While it is true that both Sanders and Trump criticize elites, they do so from radically different perspectives. Trump is a nationalist, a xenophobe, and something of an isolationist. Sanders is an economic populist who rips on corporations and preaches international solidarity in the fight against austerity. They have fundamental disagreements, and Sanders would have made the contrast clear — illustrating the distinction between a Republican who claims to care for workers and candidate who actually has a pro-worker agenda.
Sanders did just that in an April appearance on MSNBC. “[What] is Donald Trump’s position on raising the minimum wage? Well, he doesn’t think so. What is Donald Trump’s position on wages in America? Well, he said in a Republican debate he thinks wages are too high,” the senator told Rachel Maddow. “What’s Donald Trump’s position on taxes? Well, he wants to give billionaire families like himself hundreds of billions of dollars in tax breaks. What is Donald Trump’s position on climate change? Oh, he thinks it’s a hoax perpetrated, shock of all shock, by the Chinese. You know, on and on it goes.”
The Vermonter’s determination to debate was about more than Trump.
Sanders has always been excited by the prospect of one-on-one debates with Republicans.
A year ago, when Sanders spoke to The Nation about the campaign he had just launched, he was pushing for more Democratic debates. But he was also talking about broader debates. Asked if he would as a Democratic contender be willing to engage in a one-on-one debate with a Republican contender, he answered, “Of course I would.”

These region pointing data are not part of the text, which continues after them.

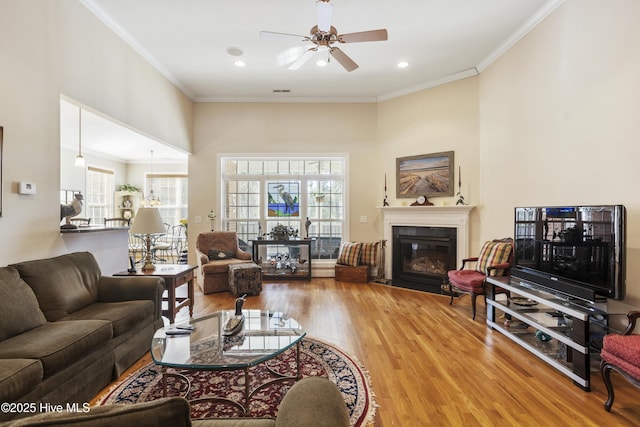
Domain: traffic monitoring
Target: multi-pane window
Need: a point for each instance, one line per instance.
(99, 197)
(262, 193)
(171, 193)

“I would like as many debates as possible, and I would also like to break new ground and have debates with Republicans and Democrats. I think that will be very positive for the American people in that we’ll be able to focus on issues. Let the Republicans defend why they want to give tax breaks to the billionaires and make massive cuts in Medicare. I would love to hear it,” said Sanders. “The most serious political problem facing this country is that we don’t discuss the serious issues facing this country. And the American people are becoming increasingly alienated from the political process; 63 percent of the American people didn’t vote last November. I’m looking for ways to bring them into a serious discussion about serious issues. When we do that, the Republican agenda will be exposed for the disaster it is.”
Sanders did not anticipate that he would be debating Donald Trump as the presumptive Republican nominee. But the point of the debate he anticipated was not personalities. The point was to stir it up on the issues.
“I’m the ranking member on the Budget Committee. The Republican budget gave over $200 billion in tax breaks over a 10-year period to the wealthiest two-tenths of 1 percent—massive cuts in Medicare, massive cuts in Medicaid, massive cuts in education, threw 27 million people off their health insurance. That is the Republican budget. That is what they believe.… That’s exactly what their budget did. The Republicans get away with murder because what they do and what they want is not seen, is not understood by the American people, because it’s not talked about,” Sanders said last year. “So I think the more that we can confront Republicans about their ideology of tax breaks for the billionaires and cuts to every program that is a benefit to the American people, and can expose them for their subservience to the billionaire class—I think that wins for us every single time.”
(This article was updated to reflect Trump’s decision not to participate in the proposed debate.)